定义 任何无回路的的图均是二分图 最大独立数(无向图): 从V个顶点中选出k个点,使得这k个点互不相邻。 那么最大的k就是这个图的最大独立数。 最大团(无向图): 从V个顶点选出k个点,使得这k个点构成一个完全图,即该子图任意两个点都有直接的边。 最小边覆盖(二分图): 在图中找一些边,使之覆盖了图中所有顶点,且任何一个顶点有且只有一条边与之关联。 最小顶点覆盖(二分图): 用最少的点(左右两边集合的点)让每条边都至少和其中一个点关联。 最小路径覆盖(有向图,拆点构造二分图): 在图中找一些路径,使之覆盖了图中的所有顶点,且任何一个顶点有且只有一条路径与之关联。 最小链覆盖(有向图,拆点构造二分图): 用最少的链,经过所有的点至少一次 最长反链(有向图,拆点构造二分图): 反链是一个点的集合,这个集合中任意两点谁也不能走到谁 最小点权覆盖集:(带点权的无向图) 点权之和最小的点覆盖集 最大点权独立集:(带点权无向图) 点权之和最大的点独立集
匹配 匹配(matching)是一个边集,满足边集中的边两两不邻接。 匹配又称边独立集(edge independent set)。 在匹配中的点称为匹配点(matched vertex)或饱和点;反之,称为未匹配点(unmatched vertex)或未饱和点。 交错轨(alternating path)是图的一条简单路径,满足任意相邻的两条边,一条在匹配内,一条不在匹配内。 增广轨(augmenting path):是一个始点与终点都为未匹配点的交错轨。 最大匹配(maximum matching)是具有最多边的匹配。 匹配数(matching number)是最大匹配的大小。 完美匹配(perfect matching)是匹配了所有点的匹配。 完备匹配(complete matching)是匹配了二分图较小集合(二分图X,Y中小的那个)的所有点的匹配。 增广轨定理:一个匹配是最大匹配当且仅当没有增广轨。
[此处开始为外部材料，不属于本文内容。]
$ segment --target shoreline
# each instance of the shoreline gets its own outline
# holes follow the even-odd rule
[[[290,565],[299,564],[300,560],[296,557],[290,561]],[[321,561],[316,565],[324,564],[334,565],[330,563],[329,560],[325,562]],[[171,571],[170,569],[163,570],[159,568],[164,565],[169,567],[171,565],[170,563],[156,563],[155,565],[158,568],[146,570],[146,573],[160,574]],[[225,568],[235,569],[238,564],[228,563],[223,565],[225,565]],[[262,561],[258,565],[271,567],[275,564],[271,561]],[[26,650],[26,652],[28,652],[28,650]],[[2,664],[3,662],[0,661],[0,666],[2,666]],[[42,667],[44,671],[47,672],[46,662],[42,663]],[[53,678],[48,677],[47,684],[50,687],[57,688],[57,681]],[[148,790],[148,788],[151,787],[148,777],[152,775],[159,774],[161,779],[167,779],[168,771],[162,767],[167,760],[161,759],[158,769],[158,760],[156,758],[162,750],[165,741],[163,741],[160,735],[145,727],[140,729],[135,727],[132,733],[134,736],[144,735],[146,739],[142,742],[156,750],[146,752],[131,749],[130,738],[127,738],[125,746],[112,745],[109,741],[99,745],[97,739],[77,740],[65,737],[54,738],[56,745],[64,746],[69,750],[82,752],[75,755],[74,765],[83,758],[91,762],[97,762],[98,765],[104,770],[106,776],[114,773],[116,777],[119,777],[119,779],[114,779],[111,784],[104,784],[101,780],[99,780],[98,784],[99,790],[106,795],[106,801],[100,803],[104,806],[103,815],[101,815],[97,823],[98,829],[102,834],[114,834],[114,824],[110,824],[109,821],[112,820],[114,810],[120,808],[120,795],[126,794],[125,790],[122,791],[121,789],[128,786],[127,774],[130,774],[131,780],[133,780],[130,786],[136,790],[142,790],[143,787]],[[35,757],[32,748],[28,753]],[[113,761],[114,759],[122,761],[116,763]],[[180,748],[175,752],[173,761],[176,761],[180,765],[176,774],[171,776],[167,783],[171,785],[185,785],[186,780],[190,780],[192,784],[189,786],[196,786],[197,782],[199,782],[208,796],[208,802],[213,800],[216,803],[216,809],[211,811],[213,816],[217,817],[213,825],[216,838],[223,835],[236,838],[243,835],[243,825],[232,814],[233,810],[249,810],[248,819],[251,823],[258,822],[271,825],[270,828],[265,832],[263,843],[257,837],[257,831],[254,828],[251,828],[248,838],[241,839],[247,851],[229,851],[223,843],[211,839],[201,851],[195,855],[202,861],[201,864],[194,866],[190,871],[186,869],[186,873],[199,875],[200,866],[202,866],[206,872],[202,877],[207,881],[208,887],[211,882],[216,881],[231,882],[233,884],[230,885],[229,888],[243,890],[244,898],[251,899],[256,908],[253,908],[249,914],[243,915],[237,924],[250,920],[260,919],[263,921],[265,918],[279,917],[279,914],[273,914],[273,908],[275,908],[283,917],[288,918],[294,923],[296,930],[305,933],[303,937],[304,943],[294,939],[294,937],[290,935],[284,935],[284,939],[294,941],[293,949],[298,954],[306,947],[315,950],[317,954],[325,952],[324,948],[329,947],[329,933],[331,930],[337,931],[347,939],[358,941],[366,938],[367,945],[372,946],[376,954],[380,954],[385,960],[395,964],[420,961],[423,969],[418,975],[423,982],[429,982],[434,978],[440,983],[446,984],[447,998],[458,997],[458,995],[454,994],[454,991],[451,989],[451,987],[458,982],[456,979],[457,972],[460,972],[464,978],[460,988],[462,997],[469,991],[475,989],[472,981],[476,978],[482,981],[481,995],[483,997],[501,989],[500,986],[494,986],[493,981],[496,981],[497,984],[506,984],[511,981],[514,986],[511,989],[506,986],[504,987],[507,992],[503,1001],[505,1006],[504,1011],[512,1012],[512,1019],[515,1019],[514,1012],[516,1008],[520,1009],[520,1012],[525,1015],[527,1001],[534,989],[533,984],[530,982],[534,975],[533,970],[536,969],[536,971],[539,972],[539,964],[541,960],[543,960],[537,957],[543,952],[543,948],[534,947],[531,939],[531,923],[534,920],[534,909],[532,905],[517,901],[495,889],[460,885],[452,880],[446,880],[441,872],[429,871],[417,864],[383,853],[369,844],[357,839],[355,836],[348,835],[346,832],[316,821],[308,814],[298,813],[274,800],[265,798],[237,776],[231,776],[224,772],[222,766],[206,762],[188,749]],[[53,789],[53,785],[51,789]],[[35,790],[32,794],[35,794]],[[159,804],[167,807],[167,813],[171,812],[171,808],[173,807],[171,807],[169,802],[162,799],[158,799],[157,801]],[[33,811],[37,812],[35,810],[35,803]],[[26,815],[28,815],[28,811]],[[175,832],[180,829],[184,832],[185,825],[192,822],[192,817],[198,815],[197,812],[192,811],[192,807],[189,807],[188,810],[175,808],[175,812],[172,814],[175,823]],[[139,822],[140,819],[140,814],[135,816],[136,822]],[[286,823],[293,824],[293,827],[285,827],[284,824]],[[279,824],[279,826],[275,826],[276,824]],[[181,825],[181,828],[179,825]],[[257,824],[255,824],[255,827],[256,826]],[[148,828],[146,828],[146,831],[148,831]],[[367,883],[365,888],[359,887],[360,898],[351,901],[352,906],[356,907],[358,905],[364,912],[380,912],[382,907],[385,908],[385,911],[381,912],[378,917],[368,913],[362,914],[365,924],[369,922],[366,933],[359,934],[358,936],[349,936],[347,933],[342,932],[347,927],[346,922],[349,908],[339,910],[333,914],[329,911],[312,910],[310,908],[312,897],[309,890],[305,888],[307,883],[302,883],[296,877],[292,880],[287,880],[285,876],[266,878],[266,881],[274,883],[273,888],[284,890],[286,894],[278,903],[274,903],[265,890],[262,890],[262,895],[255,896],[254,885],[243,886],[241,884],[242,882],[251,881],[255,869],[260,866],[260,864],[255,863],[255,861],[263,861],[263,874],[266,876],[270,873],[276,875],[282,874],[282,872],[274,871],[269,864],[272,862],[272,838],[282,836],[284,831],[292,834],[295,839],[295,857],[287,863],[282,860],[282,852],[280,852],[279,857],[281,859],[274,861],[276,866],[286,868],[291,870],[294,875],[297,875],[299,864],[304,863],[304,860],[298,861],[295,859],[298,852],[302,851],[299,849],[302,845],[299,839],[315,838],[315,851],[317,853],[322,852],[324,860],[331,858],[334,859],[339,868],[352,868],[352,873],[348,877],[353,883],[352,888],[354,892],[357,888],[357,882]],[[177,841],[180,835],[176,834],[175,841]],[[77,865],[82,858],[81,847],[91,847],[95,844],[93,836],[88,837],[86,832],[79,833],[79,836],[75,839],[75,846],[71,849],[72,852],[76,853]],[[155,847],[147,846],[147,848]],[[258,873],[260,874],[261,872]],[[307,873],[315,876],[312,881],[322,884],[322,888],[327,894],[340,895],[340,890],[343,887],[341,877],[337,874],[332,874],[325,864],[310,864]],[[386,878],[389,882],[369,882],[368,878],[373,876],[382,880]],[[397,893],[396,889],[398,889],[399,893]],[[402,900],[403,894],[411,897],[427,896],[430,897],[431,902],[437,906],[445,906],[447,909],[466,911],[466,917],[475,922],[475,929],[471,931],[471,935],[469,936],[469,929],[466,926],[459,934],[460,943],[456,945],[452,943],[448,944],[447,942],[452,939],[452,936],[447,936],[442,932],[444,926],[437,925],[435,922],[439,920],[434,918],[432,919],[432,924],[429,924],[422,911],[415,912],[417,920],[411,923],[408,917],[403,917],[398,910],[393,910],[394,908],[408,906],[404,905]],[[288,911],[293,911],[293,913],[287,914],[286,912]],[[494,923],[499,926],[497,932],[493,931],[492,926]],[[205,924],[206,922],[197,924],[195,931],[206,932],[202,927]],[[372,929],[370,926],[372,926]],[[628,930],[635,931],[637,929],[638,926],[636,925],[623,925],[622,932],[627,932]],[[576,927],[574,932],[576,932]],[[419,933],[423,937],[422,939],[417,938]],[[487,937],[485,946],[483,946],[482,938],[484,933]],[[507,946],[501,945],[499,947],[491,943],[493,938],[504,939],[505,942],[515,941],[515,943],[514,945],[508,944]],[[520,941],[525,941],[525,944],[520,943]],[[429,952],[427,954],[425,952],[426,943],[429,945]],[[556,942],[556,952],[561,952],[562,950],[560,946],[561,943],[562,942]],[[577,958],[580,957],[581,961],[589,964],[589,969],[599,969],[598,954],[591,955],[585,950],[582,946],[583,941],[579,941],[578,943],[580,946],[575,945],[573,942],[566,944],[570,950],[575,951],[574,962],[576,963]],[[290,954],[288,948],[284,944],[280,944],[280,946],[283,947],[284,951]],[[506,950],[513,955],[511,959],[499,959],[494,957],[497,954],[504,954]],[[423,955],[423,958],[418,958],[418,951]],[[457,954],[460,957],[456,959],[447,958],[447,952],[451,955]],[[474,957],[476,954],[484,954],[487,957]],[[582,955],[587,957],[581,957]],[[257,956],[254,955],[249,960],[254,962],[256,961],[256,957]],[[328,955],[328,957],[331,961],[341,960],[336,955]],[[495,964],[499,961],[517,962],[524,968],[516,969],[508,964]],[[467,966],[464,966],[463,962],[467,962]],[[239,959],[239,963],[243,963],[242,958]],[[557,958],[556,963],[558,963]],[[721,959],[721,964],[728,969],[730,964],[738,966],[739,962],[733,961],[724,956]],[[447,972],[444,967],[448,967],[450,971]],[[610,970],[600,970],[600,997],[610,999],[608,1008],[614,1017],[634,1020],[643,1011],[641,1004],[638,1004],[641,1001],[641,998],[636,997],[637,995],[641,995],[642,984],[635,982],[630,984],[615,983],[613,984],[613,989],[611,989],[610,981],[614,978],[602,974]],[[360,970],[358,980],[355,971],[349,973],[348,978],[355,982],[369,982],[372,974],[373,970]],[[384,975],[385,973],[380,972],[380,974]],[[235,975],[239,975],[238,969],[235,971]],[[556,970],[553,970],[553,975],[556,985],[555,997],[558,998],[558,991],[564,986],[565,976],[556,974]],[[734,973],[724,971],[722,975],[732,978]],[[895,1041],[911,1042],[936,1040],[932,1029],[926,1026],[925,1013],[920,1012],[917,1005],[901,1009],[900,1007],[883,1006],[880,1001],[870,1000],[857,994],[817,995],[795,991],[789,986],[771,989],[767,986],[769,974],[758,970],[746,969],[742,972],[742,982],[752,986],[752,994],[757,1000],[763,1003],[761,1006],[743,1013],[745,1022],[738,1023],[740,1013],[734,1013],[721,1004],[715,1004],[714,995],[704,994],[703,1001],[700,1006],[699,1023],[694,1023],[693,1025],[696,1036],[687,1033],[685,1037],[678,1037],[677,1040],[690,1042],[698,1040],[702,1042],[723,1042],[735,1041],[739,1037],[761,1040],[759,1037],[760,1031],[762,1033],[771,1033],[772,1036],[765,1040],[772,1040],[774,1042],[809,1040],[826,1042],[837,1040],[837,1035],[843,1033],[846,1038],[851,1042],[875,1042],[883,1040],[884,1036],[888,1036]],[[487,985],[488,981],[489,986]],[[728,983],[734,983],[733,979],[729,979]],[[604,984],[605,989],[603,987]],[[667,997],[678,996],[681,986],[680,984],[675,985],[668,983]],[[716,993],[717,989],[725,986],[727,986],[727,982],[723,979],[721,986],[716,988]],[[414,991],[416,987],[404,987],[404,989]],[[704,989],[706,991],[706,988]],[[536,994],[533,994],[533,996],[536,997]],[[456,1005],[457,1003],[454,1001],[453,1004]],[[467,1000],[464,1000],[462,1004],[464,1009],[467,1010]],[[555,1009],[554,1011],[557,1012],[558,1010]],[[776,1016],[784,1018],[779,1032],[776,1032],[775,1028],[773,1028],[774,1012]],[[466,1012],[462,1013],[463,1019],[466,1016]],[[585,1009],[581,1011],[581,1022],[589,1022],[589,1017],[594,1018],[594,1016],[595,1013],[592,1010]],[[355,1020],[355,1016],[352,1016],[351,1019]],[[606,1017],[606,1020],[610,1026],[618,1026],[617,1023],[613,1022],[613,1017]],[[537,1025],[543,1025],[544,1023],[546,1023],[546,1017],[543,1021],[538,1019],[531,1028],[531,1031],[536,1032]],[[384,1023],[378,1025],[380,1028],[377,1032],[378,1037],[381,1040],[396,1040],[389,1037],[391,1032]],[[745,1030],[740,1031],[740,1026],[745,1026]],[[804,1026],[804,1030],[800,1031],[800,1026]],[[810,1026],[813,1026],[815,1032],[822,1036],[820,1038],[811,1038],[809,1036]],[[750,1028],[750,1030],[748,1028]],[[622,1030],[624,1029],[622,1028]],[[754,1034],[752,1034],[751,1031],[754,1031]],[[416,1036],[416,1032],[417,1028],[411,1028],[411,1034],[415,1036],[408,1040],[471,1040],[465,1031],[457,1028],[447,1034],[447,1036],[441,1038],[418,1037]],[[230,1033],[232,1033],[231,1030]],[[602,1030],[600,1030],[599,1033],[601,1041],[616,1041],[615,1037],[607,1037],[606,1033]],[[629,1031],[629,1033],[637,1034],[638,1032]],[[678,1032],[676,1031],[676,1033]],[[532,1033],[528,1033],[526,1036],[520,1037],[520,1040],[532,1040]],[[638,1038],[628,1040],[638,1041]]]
所有匹配算法都是基于增广轨定理,一个匹配是最大匹配当且仅当没有增广轨。这个定理适用于任意图。
关系: 适合普遍图: 对于不存在孤立点的图,最大匹配+最小边覆盖=顶点数 最大独立集+最小顶点覆盖=顶点数 最大团 = 补图的最大独立集 最小割 = 最小点权覆盖集 = 点权和 - 最大点权独立集
局限于二分图 最大匹配=最小顶点覆盖 最小边覆盖 = 最大独立集 = |V| - 最大匹配数
N x N的有向图: (需根据原图构造二分图,构造方法是将点一分为二,如,i分为i1和i2,如果i和j有边,那么就在i1和j2之间连一条边) 最小路径覆盖 =原图的点的个数-原图最小路径覆盖中的边数=原图的点的个数-新造二分图的最大匹配 (二分图中寻找最大匹配M,就是找到了对应DAG中的非路径结尾顶点的最大数目,那么DAG中顶点数-|M|就是DAG中结尾顶点的最小数目,即DAG的最小路径覆盖数.) Dilworth定理:最小链覆盖数 = 最长反链长度 最长链长度 = 最小反链覆盖数 (求最小链覆盖数的方法,就是首先传递闭包,然后就变成了最小路径覆盖)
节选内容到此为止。